Poster of the Oscar-winning documentary 'Kukan': The Battle Cry of China [Photo: agencies] |
The Oscar winner 'Kukan': The Battle Cry of China, was filmed by American correspondent Rey Scott in the 1930s. The 85-minute movie premiered at the China Three Gorges Museum in southwest China's Chongqing municipality on Tuesday.
It was played for an audience of around 200, mostly scholars and students.
"It was heart-shaking," said Zhang Jin, a professor with Chongqing University who attended the screening. "In the past, young Chinese people could only learn that part of history through books and imagine what happened. The film gives them a chance to actually see it."
Sponsored by Chinese American filmmaker Li Ling-Ai, Scott visited China four times beginning in 1937, where he recorded the destruction of Japanese invaders and the hardship of ordinary people in war-torn China.
The movie premiered in the United States in 1941 and was watched by late U.S. President Franklin Roosevelt.
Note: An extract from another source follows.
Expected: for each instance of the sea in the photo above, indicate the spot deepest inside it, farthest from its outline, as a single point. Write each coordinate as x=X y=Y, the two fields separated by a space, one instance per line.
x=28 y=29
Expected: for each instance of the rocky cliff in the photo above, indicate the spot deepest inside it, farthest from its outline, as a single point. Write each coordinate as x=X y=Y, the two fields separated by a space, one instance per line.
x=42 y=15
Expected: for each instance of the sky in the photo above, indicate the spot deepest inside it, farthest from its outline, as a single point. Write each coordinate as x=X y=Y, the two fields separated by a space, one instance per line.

Scott won an Academy Honorary Award for producing the film "with a 16mm camera under the most difficult and dangerous conditions".
The film contains 17-plus minutes showing a two-day air attack by the Japanese invaders in Chongqing, China's wartime capital after the Japanese invasion, in August 1940. Scott managed to record the scenes from the roof of the U.S. embassy. He also filmed the debris and blaze after the bombing.
Zhou Yong, director of the research and collaborative innovation center in Chongqing, said it was his first time to see such vivid depictions of the bombing.
"It was shocking," he said. "Rather than filming the battlefield, the movie focused on the struggle of ordinary people, on how unyielding they were during the war."
The movie has never been screened in China and was considered lost after World War II.
It was re-discovered by Chinese American filmmaker Robin Lung, who spent six years searching for the complete copy of the film and another three years repairing it.
The research and collaborative innovation center of Chongqing has acquired the right of using it for 20 years in China, including the mainland, Hong Kong, Macao and Taiwan.
The year 2015 marks the 70th anniversary of the end of the WWII. In Chongqing, screening of the film will be moved to Hongyan Revolutionary Memorial Hall, a museum dedicated to the Chinese People's War of Resistance Against Japanese Aggression in the city.
Chongqing TV has decided to run it later this year, said Zhou Bo, deputy head of the publicity department of Chongqing. Several other provincial television stations also applied to use it.